The municipality of Molières is one of the 14 component C.C.P.L. (Community of Communes of the Country of Limours), one of the smallest with 702 hectares for a population of a little more than 2000 inhabitants.
The village is located at the edge of the departments of Essonne and Yvelines, in the rich region of Hurepoix.
Many uncertainties concern the origin of the name of the village. Already in the twelfth century, the name of the Molières appears, it is a derivative of the Latin "mollis" which meant "lands that drip poorly". This is the thesis of Marianne Mulon (1997) in her book "Place names of Île-de-France". But the origin of the name would come also from the exploitation of quarries of millstones and sandstone for the manufacture of millstones, for the construction or the size in pavements and curbs of sidewalks. In a very endearing book "The book of my village (1904-1920)" M.P. Boyé recounts the hard work of these carriers: work of force, repetitive, dangerous where silicosis and alcohol make havoc.
After the great war, many Piedmontese workers will come to work in these quarries. Until 1940, the stones of these quarries are transported to Paris by the railway line Boullay Troux - Saint Rémy les Chevreuse. With the discovery of bitumen, the activities of these quarries will gradually decline (exploitation disappears in the middle of the 20th century).
Three characters who have marked history, each in their own domain, lived in Molières:
Guy Jean-Baptiste Target (1733-1806): lawyer, French academician. Deputy of the third-state to the States General in 1789, he took the oath of the Jeu de Paume.
He participated in the elaboration of the first Constitution of 1791 and was one of the principal drafters of the civil Constitution of the clergy. President of the Constituent Assembly from January 18 to February 2, 1790, he organized the ceremony of the feast of the Federation of July 14, 1790. In 1792, he refused to defend Louis XVI before the Convention and stayed away from the Terror. Appointed judge of the Court of Cassation in 1797, a function he will exercise until his death, he collaborated in the drafting of the Civil Code and the Criminal Code. He died September 9, 1806 in Molières on the farm Fay. He is buried in Paris at the Père Lachaise cemetery.
General François Auguste Andry (1850-1911) was an active witness of French colonization. He participated in the campaigns of Cochin China, Tunisia, Tonkin and Madagascar in the late nineteenth century.
Finally Roger Tirand (1891-1949), was mayor of the Molières but also the printer, it was his job, the call of the Resistance launched by Mr. Thorez and J. Duclos July 10, 1940 in the name of the Communist Party French.

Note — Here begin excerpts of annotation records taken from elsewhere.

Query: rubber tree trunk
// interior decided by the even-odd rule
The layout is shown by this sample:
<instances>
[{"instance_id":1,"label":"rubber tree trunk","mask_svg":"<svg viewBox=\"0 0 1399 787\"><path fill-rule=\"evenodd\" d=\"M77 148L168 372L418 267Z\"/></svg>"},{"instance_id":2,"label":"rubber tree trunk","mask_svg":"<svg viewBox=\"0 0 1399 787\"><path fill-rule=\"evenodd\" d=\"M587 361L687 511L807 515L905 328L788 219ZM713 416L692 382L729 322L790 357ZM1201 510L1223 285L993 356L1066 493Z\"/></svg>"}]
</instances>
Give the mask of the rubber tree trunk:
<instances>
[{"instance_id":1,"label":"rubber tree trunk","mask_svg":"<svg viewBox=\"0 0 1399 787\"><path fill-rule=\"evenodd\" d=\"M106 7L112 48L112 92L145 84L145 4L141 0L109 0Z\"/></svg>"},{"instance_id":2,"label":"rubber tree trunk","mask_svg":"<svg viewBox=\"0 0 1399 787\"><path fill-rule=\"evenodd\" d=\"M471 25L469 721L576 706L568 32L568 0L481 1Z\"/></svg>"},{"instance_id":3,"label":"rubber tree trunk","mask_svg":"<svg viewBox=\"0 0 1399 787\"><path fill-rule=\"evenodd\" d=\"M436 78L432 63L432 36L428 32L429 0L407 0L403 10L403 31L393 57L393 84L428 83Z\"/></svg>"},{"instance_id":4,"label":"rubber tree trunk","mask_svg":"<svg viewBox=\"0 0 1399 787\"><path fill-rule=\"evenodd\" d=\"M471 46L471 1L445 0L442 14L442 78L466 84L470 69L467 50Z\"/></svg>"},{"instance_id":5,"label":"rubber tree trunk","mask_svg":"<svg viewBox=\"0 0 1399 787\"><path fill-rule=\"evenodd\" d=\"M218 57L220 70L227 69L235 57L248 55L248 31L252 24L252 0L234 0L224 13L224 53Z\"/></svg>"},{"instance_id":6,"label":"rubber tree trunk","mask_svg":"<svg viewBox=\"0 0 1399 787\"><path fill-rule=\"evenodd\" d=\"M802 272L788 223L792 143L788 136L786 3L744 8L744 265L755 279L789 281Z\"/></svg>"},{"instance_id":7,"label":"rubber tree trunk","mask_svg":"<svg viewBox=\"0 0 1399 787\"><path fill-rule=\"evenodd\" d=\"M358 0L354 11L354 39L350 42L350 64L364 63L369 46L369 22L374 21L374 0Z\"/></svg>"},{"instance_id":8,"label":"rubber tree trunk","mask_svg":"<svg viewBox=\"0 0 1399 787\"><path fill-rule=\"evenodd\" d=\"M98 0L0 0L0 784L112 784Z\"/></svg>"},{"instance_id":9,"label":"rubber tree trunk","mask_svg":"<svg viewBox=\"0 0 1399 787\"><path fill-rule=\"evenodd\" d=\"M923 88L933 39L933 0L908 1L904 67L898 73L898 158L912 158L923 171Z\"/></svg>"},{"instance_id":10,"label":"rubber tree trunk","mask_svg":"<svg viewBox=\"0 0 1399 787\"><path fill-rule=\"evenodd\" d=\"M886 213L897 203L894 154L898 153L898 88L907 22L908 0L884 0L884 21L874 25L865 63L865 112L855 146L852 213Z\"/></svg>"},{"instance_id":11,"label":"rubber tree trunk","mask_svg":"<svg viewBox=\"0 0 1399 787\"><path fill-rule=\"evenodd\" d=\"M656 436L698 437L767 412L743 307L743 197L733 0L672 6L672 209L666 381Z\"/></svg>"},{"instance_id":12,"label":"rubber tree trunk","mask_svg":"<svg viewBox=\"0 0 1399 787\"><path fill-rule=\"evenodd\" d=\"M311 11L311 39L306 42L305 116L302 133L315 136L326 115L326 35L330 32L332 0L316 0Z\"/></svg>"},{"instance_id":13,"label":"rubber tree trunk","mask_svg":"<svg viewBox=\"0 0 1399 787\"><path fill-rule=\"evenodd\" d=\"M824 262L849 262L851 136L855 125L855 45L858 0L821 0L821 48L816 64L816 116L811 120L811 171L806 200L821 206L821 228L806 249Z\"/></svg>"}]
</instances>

General Andry and Roger Tirand rest in the cemetery of the commune.
In the village, near the church, you can see behind a wall, a beautiful mansion: the Pavilion Sully, legend has it that the minister of Henry IV stayed there.
The wood of Paradou was the former property of the De Broca family. Only vestige that remains: the old pool transformed into a sandbox.
The Paradou Hall, built in 1986, won the Departmental Heritage Award in 1991. Most of the sporting, cultural and festive activities take place throughout the year and punctuate the life of the village.